Next month, the beautiful South American nation of Colombia has the prospect of peace for the first time in over half a century. Why this topic appears here on a Teamakers’ blog is that Dilmah Founder, Merrill J. Fernando was invited to join a panel at the Foro Futuro Colombia in Cartagena. It was an experience that was filled with surprises.
The first was the genuine warmth of the people of Colombia, the second the extraordinary cultural and architectural heritage of Cartagena.

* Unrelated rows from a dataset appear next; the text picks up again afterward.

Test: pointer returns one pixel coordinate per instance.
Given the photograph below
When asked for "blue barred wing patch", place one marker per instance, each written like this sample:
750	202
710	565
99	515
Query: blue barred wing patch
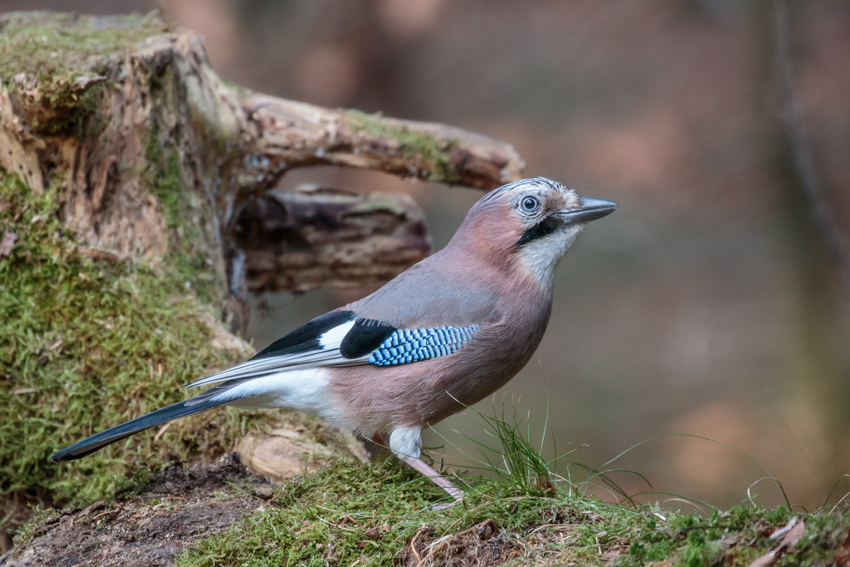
411	345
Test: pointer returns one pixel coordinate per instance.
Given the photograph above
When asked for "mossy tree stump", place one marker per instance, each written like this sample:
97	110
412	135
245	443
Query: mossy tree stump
136	209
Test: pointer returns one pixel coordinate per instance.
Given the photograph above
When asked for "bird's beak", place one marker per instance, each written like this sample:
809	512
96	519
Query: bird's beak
591	209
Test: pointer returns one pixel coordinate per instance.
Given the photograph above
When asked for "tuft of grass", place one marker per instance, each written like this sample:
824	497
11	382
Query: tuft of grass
86	344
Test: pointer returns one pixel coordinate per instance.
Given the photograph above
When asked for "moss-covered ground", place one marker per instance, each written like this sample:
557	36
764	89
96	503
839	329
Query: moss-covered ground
382	514
88	343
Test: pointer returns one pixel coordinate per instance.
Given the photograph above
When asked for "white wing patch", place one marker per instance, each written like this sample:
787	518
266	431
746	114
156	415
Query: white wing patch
327	354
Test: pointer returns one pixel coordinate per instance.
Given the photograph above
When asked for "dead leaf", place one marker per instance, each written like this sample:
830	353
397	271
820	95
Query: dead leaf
8	242
790	535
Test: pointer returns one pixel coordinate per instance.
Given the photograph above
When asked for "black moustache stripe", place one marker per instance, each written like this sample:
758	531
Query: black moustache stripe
543	228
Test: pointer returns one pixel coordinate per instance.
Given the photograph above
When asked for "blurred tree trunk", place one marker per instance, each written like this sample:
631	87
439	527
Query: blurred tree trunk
813	241
124	157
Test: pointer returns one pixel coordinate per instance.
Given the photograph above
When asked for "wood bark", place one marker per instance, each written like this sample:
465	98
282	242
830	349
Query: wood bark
155	163
127	109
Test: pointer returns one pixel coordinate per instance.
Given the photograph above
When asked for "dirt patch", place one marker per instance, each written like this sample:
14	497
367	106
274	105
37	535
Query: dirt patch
149	527
481	545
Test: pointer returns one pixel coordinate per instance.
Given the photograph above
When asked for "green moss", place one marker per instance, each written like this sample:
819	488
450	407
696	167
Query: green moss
86	344
55	62
371	512
420	150
164	178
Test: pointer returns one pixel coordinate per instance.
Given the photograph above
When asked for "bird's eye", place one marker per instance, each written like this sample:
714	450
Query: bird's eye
530	204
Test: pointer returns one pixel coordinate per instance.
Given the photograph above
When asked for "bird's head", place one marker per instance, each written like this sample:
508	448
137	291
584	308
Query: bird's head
531	221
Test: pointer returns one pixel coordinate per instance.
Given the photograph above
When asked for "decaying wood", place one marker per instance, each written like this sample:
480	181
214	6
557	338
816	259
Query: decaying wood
314	237
137	105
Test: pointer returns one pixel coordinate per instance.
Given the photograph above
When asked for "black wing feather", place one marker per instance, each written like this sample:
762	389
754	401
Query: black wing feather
364	337
306	337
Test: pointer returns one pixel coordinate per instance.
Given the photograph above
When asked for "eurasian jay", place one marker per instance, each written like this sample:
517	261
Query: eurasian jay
442	335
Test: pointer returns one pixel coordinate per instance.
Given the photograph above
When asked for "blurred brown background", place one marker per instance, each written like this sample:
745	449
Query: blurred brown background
707	304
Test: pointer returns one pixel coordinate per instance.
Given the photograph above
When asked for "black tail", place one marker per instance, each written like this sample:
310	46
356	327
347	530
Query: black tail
174	411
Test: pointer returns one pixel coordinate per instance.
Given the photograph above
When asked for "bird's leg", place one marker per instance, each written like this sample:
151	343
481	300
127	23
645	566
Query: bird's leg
406	443
435	477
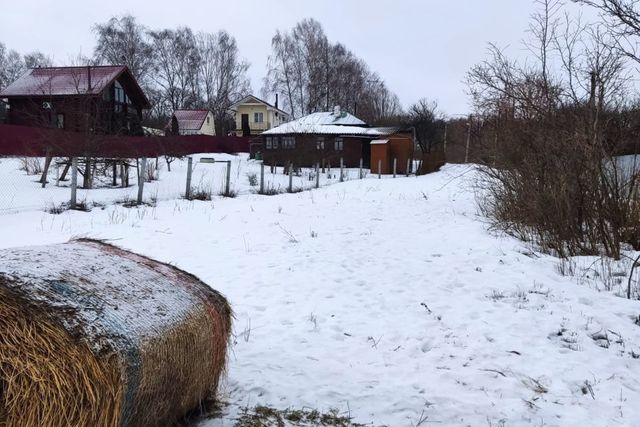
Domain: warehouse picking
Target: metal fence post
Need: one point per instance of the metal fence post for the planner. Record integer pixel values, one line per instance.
(141, 172)
(290, 177)
(227, 188)
(74, 182)
(187, 192)
(262, 178)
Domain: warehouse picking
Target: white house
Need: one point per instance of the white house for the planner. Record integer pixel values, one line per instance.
(192, 122)
(254, 116)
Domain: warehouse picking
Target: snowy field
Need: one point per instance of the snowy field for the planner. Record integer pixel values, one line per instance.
(389, 301)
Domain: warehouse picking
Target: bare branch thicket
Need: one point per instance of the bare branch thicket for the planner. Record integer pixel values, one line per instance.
(315, 75)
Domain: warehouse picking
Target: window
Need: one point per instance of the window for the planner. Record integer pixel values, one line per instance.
(60, 121)
(288, 142)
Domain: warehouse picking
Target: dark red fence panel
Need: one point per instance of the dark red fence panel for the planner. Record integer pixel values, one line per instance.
(28, 141)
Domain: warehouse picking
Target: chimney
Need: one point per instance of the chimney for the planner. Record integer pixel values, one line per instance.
(89, 78)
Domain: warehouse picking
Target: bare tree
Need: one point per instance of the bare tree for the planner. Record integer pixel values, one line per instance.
(37, 59)
(622, 18)
(315, 75)
(176, 66)
(222, 76)
(549, 140)
(11, 66)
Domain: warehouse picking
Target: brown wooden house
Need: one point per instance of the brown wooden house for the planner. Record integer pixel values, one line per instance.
(97, 99)
(327, 137)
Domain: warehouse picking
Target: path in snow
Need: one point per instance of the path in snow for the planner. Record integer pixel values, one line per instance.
(388, 299)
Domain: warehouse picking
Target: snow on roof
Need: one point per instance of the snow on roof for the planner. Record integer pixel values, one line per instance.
(190, 119)
(251, 99)
(60, 81)
(335, 123)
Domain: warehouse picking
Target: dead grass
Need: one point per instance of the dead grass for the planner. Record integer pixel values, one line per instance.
(264, 416)
(46, 375)
(56, 370)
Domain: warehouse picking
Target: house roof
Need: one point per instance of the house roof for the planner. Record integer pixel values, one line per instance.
(72, 81)
(190, 119)
(326, 123)
(251, 99)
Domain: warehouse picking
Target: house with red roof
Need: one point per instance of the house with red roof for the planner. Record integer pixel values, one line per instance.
(191, 122)
(103, 100)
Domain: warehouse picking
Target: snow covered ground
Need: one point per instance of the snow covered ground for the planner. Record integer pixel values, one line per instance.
(388, 300)
(20, 192)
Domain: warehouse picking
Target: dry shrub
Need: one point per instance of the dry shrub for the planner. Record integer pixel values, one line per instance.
(552, 183)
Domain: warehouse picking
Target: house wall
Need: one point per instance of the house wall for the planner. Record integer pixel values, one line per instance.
(399, 147)
(208, 127)
(250, 109)
(271, 118)
(306, 153)
(96, 114)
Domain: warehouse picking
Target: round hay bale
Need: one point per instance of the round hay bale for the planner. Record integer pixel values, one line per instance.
(92, 335)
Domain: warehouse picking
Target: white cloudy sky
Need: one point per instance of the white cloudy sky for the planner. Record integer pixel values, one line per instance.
(422, 48)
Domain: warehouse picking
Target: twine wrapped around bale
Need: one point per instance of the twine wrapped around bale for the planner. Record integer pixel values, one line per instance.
(92, 335)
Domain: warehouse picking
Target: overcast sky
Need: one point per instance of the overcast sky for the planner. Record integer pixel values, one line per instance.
(421, 48)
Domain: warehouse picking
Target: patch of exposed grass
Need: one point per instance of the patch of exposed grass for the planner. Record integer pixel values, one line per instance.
(265, 416)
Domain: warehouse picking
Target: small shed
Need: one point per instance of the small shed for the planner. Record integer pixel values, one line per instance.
(396, 147)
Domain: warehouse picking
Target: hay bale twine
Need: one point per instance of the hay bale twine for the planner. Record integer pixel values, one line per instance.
(92, 335)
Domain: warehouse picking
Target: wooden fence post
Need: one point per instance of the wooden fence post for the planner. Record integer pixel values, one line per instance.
(262, 178)
(47, 164)
(290, 177)
(187, 192)
(141, 170)
(227, 187)
(74, 182)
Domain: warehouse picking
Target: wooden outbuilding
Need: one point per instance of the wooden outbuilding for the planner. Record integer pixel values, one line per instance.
(329, 138)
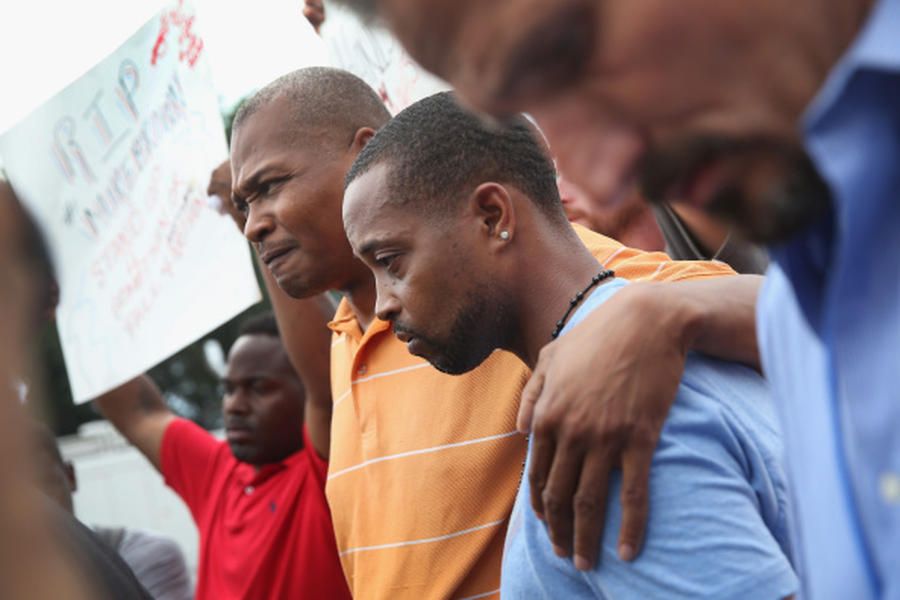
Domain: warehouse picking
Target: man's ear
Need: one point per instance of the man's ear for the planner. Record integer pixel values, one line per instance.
(493, 206)
(361, 138)
(69, 469)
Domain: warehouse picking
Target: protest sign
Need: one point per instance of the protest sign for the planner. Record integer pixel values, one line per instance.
(114, 168)
(375, 56)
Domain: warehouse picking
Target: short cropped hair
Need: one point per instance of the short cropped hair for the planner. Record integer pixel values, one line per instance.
(262, 324)
(323, 100)
(438, 153)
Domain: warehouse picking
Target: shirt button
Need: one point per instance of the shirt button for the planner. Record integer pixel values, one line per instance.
(890, 488)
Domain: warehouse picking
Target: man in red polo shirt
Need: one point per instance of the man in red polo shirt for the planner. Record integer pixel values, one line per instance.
(258, 499)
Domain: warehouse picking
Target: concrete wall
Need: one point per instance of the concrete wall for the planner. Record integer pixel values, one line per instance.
(118, 487)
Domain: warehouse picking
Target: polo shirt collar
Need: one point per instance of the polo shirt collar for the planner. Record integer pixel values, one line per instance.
(344, 321)
(875, 47)
(247, 474)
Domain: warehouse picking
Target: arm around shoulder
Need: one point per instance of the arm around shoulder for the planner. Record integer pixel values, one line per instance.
(138, 411)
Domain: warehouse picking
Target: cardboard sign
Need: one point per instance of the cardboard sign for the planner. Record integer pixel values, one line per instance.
(376, 57)
(115, 168)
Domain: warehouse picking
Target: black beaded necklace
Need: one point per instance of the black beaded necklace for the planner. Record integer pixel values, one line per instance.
(577, 298)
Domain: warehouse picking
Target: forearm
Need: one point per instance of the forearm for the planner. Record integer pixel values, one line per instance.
(307, 340)
(716, 316)
(138, 410)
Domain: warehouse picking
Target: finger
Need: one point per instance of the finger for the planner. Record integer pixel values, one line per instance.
(558, 496)
(542, 449)
(636, 462)
(590, 509)
(530, 396)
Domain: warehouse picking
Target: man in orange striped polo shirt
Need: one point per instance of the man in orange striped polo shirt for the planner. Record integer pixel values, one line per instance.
(423, 470)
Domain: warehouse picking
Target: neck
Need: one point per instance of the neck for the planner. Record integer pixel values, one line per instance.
(553, 269)
(360, 293)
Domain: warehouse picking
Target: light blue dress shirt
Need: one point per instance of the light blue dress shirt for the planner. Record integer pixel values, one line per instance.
(829, 329)
(718, 503)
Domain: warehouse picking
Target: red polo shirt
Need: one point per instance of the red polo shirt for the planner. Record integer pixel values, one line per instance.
(264, 534)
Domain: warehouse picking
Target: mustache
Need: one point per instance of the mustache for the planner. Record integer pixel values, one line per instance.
(401, 328)
(237, 423)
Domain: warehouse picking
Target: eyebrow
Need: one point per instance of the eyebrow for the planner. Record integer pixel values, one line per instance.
(252, 182)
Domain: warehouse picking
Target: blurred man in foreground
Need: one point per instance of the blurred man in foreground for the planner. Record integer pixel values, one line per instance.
(44, 551)
(258, 498)
(479, 256)
(157, 562)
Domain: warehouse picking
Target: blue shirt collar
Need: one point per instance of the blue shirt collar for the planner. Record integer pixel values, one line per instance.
(876, 47)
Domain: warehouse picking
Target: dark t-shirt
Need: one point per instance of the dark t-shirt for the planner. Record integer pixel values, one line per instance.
(98, 563)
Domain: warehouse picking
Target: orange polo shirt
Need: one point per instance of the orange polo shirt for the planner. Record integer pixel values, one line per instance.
(424, 466)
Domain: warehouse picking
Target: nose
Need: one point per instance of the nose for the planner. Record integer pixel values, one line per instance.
(259, 223)
(387, 307)
(235, 403)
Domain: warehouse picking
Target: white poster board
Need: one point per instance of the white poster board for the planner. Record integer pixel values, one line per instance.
(376, 57)
(115, 168)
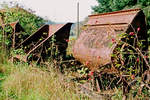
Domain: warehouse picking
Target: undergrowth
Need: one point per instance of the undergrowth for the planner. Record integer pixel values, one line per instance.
(24, 82)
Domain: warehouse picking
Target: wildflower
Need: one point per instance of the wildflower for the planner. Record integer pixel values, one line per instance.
(67, 40)
(131, 33)
(138, 29)
(113, 40)
(96, 21)
(133, 77)
(98, 57)
(87, 62)
(145, 56)
(90, 79)
(137, 59)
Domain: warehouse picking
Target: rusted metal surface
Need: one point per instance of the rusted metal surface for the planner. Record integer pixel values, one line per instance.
(16, 36)
(38, 43)
(92, 48)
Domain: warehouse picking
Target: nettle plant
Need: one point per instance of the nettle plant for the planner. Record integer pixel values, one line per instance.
(129, 56)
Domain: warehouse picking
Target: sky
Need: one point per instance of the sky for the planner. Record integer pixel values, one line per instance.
(59, 10)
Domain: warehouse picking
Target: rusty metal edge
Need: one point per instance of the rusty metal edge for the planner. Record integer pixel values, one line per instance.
(115, 12)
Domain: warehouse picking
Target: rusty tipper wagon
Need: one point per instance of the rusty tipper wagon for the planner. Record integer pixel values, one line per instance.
(106, 36)
(92, 48)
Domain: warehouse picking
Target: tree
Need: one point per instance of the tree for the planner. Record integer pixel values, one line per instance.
(115, 5)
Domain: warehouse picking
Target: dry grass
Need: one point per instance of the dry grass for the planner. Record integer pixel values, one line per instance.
(32, 83)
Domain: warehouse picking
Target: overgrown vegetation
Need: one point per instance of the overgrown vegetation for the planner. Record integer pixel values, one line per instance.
(21, 81)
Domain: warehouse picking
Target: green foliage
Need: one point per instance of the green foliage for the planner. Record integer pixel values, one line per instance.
(115, 5)
(28, 21)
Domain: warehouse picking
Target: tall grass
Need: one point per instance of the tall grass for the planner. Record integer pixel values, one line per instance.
(32, 83)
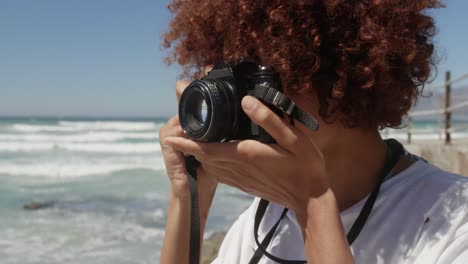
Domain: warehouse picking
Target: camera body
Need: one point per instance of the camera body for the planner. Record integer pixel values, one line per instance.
(210, 108)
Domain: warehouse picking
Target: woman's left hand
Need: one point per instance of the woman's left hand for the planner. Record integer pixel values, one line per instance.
(287, 173)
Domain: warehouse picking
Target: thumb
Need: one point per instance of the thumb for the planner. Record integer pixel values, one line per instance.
(278, 128)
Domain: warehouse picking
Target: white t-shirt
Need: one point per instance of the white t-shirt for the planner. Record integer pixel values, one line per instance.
(420, 216)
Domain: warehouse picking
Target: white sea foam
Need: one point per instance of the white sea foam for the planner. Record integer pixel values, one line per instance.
(67, 126)
(111, 125)
(122, 148)
(82, 137)
(63, 169)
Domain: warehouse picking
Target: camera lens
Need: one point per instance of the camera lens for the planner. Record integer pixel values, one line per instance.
(207, 110)
(200, 112)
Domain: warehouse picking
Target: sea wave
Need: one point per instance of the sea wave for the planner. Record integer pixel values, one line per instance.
(69, 126)
(82, 137)
(111, 125)
(122, 148)
(72, 170)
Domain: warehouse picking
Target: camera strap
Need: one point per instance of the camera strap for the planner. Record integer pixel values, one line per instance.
(191, 165)
(272, 96)
(394, 152)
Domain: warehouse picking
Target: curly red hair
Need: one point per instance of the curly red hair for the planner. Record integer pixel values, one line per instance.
(366, 60)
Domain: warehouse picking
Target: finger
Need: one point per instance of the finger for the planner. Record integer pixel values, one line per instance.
(204, 152)
(285, 135)
(180, 87)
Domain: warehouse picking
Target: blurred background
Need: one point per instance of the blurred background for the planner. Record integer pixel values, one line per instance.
(83, 92)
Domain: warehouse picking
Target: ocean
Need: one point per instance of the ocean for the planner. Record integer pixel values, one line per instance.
(105, 188)
(104, 185)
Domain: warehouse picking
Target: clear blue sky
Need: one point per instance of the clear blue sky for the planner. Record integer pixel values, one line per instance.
(103, 57)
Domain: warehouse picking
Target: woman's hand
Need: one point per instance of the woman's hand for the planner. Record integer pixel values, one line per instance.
(176, 239)
(291, 173)
(175, 163)
(287, 173)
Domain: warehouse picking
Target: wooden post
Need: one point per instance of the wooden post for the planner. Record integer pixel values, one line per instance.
(448, 112)
(409, 126)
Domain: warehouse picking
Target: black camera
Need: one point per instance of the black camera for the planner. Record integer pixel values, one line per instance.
(210, 108)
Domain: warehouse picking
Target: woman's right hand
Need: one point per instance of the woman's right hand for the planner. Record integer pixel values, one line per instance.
(176, 247)
(175, 164)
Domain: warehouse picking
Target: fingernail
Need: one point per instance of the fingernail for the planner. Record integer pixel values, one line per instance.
(249, 103)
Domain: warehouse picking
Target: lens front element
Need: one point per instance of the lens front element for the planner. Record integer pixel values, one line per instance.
(206, 110)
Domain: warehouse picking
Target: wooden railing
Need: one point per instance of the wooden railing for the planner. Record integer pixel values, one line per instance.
(447, 110)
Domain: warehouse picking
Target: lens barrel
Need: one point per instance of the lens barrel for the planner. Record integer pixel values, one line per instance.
(207, 110)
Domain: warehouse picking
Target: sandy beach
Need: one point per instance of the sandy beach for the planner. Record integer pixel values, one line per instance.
(452, 157)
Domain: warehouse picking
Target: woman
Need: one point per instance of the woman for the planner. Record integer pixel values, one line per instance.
(357, 66)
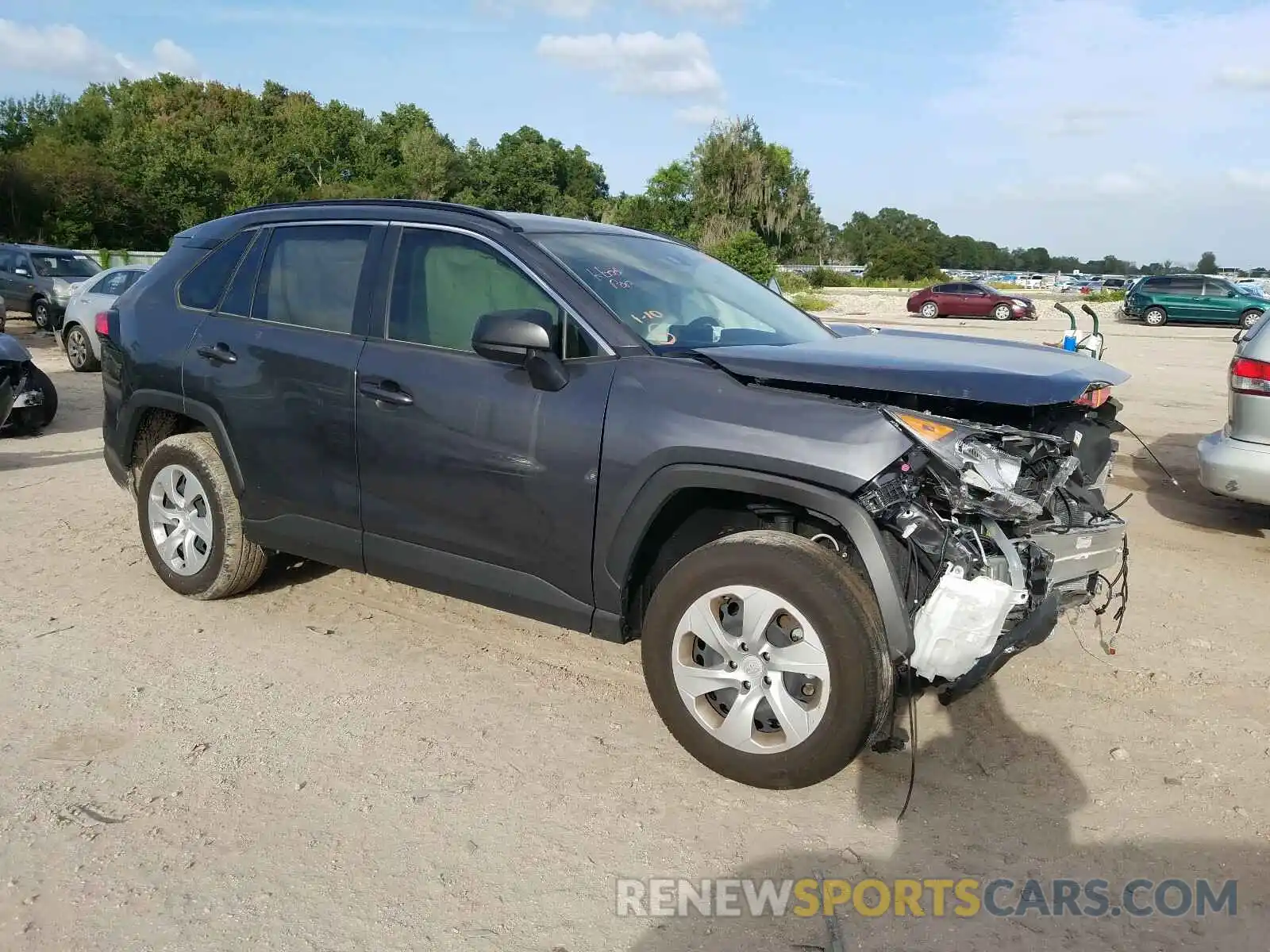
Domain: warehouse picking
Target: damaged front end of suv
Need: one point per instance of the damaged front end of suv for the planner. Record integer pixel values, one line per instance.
(996, 530)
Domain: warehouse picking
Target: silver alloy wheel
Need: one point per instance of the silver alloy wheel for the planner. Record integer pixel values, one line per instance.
(751, 670)
(181, 520)
(76, 348)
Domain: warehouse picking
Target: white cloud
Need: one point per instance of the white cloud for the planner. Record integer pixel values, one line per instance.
(1255, 179)
(1244, 78)
(1064, 126)
(643, 63)
(64, 50)
(698, 114)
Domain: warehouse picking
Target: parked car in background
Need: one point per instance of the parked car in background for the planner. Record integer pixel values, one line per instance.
(40, 279)
(78, 329)
(1236, 460)
(971, 300)
(1193, 298)
(653, 457)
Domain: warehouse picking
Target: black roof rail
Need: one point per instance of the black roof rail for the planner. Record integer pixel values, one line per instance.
(391, 202)
(660, 235)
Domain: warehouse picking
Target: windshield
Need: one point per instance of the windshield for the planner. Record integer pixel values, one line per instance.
(64, 266)
(676, 298)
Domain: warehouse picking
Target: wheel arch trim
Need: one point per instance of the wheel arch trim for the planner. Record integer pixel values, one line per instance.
(619, 558)
(143, 400)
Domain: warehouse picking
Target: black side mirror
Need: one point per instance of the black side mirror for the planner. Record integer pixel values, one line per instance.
(522, 338)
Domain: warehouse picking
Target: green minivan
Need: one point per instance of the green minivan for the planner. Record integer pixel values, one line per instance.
(1193, 298)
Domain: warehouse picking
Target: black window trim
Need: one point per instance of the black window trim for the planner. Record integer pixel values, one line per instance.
(197, 264)
(606, 352)
(365, 281)
(262, 234)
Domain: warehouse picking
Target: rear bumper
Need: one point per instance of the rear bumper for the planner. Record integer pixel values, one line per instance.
(1235, 467)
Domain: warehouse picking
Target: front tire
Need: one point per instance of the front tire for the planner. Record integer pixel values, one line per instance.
(41, 314)
(190, 522)
(79, 351)
(765, 658)
(32, 419)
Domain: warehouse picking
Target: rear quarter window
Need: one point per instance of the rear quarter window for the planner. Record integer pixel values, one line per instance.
(201, 290)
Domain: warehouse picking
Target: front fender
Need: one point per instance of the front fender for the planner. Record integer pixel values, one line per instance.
(613, 562)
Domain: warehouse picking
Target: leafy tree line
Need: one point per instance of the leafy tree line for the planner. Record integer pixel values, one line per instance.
(129, 164)
(902, 245)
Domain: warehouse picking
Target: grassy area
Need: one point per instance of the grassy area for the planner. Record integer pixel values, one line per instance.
(812, 302)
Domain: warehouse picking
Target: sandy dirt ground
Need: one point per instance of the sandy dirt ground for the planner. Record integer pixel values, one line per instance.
(340, 763)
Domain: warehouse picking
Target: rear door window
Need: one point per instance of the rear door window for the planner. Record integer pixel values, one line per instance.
(202, 287)
(238, 298)
(310, 276)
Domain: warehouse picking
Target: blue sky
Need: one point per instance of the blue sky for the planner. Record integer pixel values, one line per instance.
(1130, 127)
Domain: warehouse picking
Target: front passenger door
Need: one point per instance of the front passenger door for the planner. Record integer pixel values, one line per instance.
(474, 482)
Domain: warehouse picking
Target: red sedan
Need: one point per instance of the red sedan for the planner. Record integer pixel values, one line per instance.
(971, 300)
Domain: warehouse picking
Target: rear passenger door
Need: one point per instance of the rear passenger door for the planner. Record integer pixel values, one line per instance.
(474, 482)
(1219, 302)
(1184, 298)
(275, 359)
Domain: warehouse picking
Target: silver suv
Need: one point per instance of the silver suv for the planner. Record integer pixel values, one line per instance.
(1236, 460)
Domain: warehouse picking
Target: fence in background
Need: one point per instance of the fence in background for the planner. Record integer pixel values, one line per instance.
(114, 259)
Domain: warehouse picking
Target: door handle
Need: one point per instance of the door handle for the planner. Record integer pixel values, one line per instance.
(217, 355)
(387, 391)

Most surprising was the knowledge that a referendum was due next month, and that it was needed to allow the people of Colombia to consider the arguments of a gallery of past and present political leaders for continued aggression or peace.
So soon after a similar referendum on the future of a nation – in Great Britain – fortunately governing its economic future and not a conflict, the unreliability of popular polls in arriving at a conclusion that is good for the people is clear. In Sri Lanka our peace was secured differently. There are many conflicting views on whether it should have happened this way. Some say that after the death of the LTTE leaders, the remaining rebels should have been crushed. Others that the leader should have been captured alive and put on trial, others even that the military offensive that led to the end of the conflict was illegal and should not have happened.
Following an intense conflict with thousands dead on both ‘sides’, emotions were riding high and forgiveness was a state of mind that was least evident on either side. Peace was achieved but had that decision been put to a poll, Sri Lanka may today counting a much larger death toll from a continuing conflict. The people of Sri Lanka paid with the lives of over 100,000 people on both sides, and impact of war on the economy, on education, health care, aged care, and social, political and general development. Everything suffered in war, and the only beneficiaries were the vendors of weapons and ammunition.
The Colombian politicians facing off on the issue of peace are mostly unhappy about the terms and they may be right. The issues are many and complex; impunity for former combatants accused of crimes against humanity, doubt on the sincerity of the rebels’ commitment to peace, the unfair benefit they may accrue in profits from their earlier criminal activity, or the suggestion that the impact of integrating several hundred thousand rebels into the social and economic fabric of life and of the consequences of bringing their leaders into the political landscape. To secure peace, Colombian will have to ‘swallow many frogs’ as one speaker clearly summarised at the Cartagena Forum.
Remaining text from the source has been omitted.